Вообще-то я торчу здесь зря, это ясно. Она уехала в Москву, потому что скоро занятия. Уехала, считая меня подонком, способным подглядывать. Мысль эта не вызывает во мне сомнений, но я продолжаю бревном лежать на песке. Солнце греет во все лопатки, никуда мне не надо торопиться и не торопиться тоже особо некуда. И почему же я не пошел с ребятами?
Кажется, я засыпаю. Ну, не вполне засыпаю, а впадаю в некую прострацию, как крокодил. Лежу, не шевелясь, ни о чем не думаю, ничего не хочу и ничего не ощущаю, кроме солнца. А потом чувствую шаги. Не слышу, а именно чувствую. Поднимаю голову и вижу толстую аборигенку: она идет прямо на меня и несет в руке босоножки.
- Привет! - говорю я и сажусь.
Аборигенка роняет босоножки и начинает визжать. И на визг из кустов выбегает Аня. Решительная и сердитая. Значит, не напрасно я не подался в собаки! Нет, не напрасно!.. Все выясняется: толстуху зовут Ниной. Аня поначалу дуется, но я ей быстренько все объясняю, и мир восстанавливается.
Настроение у меня что надо, и я рассказываю им, кто такие коммандос и как с ними надо сражаться, где полагается носить пистолет и как берут "языков". Ношусь по песку, падаю, переползаю, и сегодня все получается здорово.
- Врешь ты все, - сонно говорит толстуха. - Сочиняешь.
И сразу делается так нудно, что я элементарно скисаю. Даже начинаю подумывать, не переплыть ли мне на свою сторону…
- Что танцуешь? - интересуется Аня.
Что танцевать! Мои пижоны, с которыми я прошлепал по Москве не одну сотню километров, выучили меня по всем правилам. Но поскольку вы просите показать…
- Во дает!.. - говорит толстуха.
Аня вскакивает и начинает выкрикивать что-то темповое. Мы скачем, пока она не выдыхается.
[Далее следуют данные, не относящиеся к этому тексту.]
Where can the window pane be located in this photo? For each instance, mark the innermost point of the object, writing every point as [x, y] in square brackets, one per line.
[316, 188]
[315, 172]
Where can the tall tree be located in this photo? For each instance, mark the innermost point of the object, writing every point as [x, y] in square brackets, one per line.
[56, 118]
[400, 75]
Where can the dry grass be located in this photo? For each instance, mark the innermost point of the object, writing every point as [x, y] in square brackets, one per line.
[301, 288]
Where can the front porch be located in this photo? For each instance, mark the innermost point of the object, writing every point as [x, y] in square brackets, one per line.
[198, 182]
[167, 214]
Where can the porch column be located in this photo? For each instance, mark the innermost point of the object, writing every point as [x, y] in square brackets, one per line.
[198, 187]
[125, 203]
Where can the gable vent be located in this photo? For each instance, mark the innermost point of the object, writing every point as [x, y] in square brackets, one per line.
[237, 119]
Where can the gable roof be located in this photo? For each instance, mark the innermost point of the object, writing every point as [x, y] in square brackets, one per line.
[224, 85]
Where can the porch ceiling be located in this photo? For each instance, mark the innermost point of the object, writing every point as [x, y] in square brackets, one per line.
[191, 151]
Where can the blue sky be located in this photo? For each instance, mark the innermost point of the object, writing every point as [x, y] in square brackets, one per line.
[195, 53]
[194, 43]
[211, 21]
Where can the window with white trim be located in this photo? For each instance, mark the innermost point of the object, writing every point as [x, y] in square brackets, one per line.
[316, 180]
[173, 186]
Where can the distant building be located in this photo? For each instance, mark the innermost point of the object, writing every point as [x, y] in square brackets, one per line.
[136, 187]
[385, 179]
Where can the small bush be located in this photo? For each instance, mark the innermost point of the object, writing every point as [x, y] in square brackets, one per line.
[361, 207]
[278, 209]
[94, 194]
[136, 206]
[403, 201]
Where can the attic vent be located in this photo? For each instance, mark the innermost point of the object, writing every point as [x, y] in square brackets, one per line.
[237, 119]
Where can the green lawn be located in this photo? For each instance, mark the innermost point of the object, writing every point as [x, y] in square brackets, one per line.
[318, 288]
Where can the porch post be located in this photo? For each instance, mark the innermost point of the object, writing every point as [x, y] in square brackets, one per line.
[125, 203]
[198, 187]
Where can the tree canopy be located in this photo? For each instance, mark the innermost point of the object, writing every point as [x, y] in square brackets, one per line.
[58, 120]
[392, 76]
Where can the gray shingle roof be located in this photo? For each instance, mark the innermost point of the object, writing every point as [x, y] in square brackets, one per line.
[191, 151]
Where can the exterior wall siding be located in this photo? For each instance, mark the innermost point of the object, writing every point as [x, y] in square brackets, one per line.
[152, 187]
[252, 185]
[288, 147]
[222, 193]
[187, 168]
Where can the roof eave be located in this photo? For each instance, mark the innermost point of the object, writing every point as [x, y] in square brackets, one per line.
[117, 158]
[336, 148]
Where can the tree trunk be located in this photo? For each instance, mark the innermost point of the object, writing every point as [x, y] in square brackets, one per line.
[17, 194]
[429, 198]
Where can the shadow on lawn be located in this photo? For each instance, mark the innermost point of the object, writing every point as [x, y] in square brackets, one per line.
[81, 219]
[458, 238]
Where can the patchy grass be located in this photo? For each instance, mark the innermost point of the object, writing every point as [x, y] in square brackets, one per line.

- Хорошо прыгаешь, - признает она.
- Современный танец есть процесс самовыражения через темиоритм. Скажем, я мечтаю.
У толстухи впервые загораются глаза:
- Покажи!
До обеда учу девчонок танцевать. Аня более или менее знакома с малым джентльменским набором, но квалификация ее довольно низка. А Нина сроду не танцевала ничего, кроме доисторического фокса.
Кстати, эта самая Нина здорово нам мешает. Я набираюсь смелости и сообщаю это Ане.
- А что я могу поделать? - шепчет она. - Приходи сюда к восьми.
Вот это разговор! Природа опять начинает улыбаться…
- Ты когда уезжаешь?
- Дней через десять, если дедушка поправится.
- А если не поправится?
- Не болтай чепухи!..
Значит, сегодня в восемь! Я прощаюсь с девчонками и по возможности эффектно плыву на свой берег. Кажется, кроль вышел неплохим… Девочки что-то кричат и машут руками. Я салютую им, напяливаю комбинезон и топаю на базу.
На подходе меня встречает Фишка. Вид у него виноватый: хвост поджат. Я пытаюсь выяснить, что случилось, но он только вздыхает и прячет глаза.
Часа через полтора возвращаются охотники. У Степана на лбу шишка величиной с картофелину. Славка заметно хромает и волочит ружье за ремень, потому что у ружья пополам переломана ложа. Подойдя, он первым делом замахивается на Фишку и ругается длинно и заковыристо.
- Счастлив твой бог, Генка, - говорит Федор, улыбаясь.
- Ну, как охота? - интересуется Лихоман.
Славка опять заворачивает матом, швыряет свою бывшую двустволку и идет в сарай.
- Надо бы у него из задницы дробь повыковырять, - вздыхает Степан. - Заражение может быть.
- Ананьич, йод и толстую иглу! - командует Лихоман. - Давай, Федя, излагай существо.